It's been over a yearlong struggle now to get him on the proper meds. ADHD, depression, and sleep issues combined, so lots of meds interacting. It's better now than in the past. He does take them. And he's trying.

Yesterday he promised the kids they'd read some of the book they're working on before bed. Bath time rolls around...hey, I could go hunting! He got 10 minutes down the road, realized he was breaking a promise (which we'd literally just talked about an hour earlier) and came back. So I appreciate that.

He also did get up early and go to the store after I woke him up and told him the kids wouldn't be going to school otherwise. Got back 5 minutes before I had to have them out the door, so I was scrambling to put lunches together, but at least they went.

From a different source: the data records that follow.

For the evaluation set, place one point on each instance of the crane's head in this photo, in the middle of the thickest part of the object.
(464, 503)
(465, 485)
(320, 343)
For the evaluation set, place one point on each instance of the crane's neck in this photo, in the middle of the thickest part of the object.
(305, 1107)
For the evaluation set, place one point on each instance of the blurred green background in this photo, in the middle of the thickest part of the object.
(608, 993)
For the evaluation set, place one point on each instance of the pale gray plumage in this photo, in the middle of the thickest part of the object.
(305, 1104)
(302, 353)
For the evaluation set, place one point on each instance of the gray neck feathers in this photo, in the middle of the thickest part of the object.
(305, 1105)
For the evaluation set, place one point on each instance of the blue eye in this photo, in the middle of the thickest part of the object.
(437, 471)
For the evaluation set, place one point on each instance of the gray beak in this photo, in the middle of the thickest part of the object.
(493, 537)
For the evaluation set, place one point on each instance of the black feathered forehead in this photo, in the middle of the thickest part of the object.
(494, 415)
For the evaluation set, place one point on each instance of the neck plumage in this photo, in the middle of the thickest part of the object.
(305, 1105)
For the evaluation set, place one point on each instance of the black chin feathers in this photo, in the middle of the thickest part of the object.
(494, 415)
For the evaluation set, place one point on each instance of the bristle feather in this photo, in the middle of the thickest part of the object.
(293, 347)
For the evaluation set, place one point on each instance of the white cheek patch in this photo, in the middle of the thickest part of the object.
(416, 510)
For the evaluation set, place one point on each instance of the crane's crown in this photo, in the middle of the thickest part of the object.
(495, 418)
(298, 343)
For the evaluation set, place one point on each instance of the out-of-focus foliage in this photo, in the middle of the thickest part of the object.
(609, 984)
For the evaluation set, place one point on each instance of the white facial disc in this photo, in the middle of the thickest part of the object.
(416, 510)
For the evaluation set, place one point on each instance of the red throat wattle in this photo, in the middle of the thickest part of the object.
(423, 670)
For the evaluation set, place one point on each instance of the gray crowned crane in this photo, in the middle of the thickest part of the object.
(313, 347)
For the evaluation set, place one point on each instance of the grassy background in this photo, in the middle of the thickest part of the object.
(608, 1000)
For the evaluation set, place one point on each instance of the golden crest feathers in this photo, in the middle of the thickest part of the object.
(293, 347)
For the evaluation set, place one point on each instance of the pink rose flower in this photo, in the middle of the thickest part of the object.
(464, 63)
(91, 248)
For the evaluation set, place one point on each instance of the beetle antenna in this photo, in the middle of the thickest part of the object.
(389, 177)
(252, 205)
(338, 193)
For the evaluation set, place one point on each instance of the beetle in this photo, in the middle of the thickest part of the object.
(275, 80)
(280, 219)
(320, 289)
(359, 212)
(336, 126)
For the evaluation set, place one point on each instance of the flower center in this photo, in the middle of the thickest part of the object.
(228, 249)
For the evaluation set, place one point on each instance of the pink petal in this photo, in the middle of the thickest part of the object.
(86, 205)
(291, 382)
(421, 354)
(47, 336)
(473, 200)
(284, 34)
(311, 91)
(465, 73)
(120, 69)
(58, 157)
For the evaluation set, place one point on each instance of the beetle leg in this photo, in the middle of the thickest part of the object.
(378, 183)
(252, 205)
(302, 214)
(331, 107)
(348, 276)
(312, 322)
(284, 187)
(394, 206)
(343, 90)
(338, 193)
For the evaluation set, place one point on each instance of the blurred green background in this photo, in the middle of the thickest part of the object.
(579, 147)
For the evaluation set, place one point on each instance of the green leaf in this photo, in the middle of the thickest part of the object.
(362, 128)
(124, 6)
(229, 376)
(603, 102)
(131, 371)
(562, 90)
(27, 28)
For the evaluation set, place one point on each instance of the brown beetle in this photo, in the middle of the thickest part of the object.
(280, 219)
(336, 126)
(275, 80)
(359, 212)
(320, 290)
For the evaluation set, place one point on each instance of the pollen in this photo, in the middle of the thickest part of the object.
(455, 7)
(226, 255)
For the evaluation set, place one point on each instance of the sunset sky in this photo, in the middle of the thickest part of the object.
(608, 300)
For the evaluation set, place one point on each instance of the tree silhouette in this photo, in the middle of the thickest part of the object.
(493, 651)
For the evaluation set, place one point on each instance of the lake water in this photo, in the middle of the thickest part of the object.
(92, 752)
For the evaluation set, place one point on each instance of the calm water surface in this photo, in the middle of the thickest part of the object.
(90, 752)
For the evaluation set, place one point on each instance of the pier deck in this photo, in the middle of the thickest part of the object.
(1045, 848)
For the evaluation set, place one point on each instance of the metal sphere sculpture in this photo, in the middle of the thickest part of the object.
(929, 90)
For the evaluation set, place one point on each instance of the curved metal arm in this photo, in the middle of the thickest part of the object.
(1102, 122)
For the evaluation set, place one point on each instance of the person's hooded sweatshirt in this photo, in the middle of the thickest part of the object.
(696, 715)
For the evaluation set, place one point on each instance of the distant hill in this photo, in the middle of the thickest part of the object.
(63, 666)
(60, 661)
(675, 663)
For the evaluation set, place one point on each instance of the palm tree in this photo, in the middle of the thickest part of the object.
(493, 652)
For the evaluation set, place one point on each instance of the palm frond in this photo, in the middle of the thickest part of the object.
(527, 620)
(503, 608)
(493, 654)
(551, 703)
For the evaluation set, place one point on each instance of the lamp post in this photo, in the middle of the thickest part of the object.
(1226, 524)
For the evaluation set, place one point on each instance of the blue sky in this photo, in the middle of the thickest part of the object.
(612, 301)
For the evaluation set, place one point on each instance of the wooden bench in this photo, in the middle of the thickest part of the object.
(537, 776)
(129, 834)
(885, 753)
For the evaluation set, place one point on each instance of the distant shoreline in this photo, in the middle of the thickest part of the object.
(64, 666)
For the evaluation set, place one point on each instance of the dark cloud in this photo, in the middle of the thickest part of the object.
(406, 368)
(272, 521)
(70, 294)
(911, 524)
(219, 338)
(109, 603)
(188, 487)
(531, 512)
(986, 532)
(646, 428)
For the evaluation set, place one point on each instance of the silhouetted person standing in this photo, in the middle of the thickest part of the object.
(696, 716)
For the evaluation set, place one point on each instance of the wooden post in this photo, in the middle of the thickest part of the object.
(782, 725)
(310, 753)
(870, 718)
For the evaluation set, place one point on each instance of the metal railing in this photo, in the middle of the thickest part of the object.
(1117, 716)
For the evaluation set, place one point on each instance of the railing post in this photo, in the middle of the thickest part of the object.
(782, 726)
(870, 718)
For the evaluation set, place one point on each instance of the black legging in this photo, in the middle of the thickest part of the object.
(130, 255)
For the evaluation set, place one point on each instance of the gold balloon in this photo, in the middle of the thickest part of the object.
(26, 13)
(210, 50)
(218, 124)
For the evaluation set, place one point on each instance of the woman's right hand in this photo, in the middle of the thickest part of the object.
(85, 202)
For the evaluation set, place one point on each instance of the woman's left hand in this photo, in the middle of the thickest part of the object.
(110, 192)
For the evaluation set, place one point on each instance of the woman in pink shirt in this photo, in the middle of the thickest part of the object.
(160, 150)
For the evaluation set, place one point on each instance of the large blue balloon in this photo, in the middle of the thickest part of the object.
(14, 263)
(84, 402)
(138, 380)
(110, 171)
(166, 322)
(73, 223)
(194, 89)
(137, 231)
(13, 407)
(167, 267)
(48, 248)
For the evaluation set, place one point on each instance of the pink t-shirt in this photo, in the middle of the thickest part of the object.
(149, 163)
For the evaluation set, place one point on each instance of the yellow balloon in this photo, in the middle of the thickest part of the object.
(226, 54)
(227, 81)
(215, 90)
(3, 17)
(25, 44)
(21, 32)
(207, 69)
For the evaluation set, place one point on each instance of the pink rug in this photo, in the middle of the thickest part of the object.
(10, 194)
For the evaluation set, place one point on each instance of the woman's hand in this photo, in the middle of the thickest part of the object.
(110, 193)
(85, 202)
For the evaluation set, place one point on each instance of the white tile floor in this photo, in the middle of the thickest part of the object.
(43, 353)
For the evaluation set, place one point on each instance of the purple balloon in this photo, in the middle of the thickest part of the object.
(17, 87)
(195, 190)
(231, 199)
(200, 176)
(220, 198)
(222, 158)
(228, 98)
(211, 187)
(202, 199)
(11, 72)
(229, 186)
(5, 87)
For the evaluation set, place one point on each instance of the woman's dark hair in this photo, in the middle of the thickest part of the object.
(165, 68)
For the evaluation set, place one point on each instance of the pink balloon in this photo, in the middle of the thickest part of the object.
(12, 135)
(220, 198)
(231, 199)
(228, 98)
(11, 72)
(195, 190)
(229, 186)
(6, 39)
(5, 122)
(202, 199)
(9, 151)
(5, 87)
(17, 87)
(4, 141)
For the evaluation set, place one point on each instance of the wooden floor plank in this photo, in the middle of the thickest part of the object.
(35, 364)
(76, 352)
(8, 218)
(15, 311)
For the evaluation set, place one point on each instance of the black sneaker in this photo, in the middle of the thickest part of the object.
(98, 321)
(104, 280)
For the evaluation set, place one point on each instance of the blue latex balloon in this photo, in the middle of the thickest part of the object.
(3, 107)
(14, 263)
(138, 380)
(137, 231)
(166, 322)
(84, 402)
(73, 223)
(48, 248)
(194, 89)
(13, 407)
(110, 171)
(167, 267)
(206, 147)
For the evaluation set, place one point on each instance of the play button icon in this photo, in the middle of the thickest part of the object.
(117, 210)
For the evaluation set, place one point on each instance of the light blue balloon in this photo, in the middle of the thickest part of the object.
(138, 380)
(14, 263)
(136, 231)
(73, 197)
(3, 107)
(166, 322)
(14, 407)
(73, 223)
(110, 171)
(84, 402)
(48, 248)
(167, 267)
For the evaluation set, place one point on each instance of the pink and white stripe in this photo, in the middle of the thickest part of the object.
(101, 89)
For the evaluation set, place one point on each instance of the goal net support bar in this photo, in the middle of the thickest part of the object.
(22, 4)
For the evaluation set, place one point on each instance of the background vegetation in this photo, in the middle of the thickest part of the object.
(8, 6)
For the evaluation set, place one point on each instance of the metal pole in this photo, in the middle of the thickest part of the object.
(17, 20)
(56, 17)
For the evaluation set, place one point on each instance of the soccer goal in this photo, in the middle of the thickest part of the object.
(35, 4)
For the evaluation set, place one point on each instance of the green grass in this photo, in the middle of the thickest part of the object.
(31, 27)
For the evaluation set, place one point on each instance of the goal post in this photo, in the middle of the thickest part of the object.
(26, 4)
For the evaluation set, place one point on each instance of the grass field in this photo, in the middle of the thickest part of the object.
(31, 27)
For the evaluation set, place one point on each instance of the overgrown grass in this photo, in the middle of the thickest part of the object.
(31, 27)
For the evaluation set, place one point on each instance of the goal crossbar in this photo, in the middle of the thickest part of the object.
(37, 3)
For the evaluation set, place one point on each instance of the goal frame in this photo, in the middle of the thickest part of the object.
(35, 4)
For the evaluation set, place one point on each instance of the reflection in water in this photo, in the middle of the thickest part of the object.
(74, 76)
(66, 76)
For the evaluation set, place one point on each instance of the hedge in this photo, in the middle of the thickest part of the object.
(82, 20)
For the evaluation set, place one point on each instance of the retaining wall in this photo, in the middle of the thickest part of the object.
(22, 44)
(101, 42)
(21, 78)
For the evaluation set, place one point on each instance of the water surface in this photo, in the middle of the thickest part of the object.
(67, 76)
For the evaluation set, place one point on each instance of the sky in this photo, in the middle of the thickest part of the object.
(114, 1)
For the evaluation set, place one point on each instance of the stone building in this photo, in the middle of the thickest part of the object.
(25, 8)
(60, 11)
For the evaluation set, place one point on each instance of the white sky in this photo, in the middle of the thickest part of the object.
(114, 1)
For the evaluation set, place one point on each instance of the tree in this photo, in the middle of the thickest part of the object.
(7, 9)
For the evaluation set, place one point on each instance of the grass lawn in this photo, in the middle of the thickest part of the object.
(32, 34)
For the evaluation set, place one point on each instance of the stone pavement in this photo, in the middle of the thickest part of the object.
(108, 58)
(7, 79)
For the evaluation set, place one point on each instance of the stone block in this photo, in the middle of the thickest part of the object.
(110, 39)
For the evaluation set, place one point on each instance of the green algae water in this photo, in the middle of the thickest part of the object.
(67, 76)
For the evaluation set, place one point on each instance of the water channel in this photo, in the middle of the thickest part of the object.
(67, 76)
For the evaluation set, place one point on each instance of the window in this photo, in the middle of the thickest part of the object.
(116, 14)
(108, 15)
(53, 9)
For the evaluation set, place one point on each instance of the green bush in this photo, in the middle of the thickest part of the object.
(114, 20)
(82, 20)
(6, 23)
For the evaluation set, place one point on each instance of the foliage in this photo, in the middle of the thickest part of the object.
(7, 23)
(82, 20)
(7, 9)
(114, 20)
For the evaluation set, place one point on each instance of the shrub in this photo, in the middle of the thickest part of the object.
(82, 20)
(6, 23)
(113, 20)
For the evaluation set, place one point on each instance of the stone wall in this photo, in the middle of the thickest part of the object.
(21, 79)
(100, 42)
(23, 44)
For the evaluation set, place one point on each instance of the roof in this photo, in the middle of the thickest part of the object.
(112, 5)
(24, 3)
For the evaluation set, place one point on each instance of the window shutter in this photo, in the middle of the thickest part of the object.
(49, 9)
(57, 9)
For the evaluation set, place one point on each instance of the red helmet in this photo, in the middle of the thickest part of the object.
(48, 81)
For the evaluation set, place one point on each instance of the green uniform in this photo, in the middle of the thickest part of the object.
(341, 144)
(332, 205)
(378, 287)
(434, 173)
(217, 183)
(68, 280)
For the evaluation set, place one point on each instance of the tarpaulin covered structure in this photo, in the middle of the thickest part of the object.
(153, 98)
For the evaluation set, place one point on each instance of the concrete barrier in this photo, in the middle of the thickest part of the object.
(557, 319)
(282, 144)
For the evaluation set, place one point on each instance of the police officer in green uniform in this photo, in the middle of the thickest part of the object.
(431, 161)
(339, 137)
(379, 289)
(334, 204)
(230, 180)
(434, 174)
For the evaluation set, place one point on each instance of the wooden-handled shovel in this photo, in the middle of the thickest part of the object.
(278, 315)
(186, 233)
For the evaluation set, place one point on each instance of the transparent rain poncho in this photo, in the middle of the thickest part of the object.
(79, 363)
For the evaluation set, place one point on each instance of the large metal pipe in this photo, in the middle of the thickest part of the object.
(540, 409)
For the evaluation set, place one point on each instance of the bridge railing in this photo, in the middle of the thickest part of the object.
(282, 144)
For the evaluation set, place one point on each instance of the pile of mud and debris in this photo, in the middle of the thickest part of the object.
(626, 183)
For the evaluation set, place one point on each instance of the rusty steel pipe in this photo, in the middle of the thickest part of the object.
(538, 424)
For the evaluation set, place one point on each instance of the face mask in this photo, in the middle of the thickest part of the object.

It's just frustrating. I never know whether we really don't have any money or he's just being lazy. Nothing is an emergency until it affects him directly.

Anyway, thanks for your response.

Little Missy
09-07-16, 09:57 AM
My mum had an interesting take on this. "You can be as addicted to saving money as you can be to spending it improperly. Choose the former."

My mum always took care of all the money. My dad said she was the one good at it, so he "let her."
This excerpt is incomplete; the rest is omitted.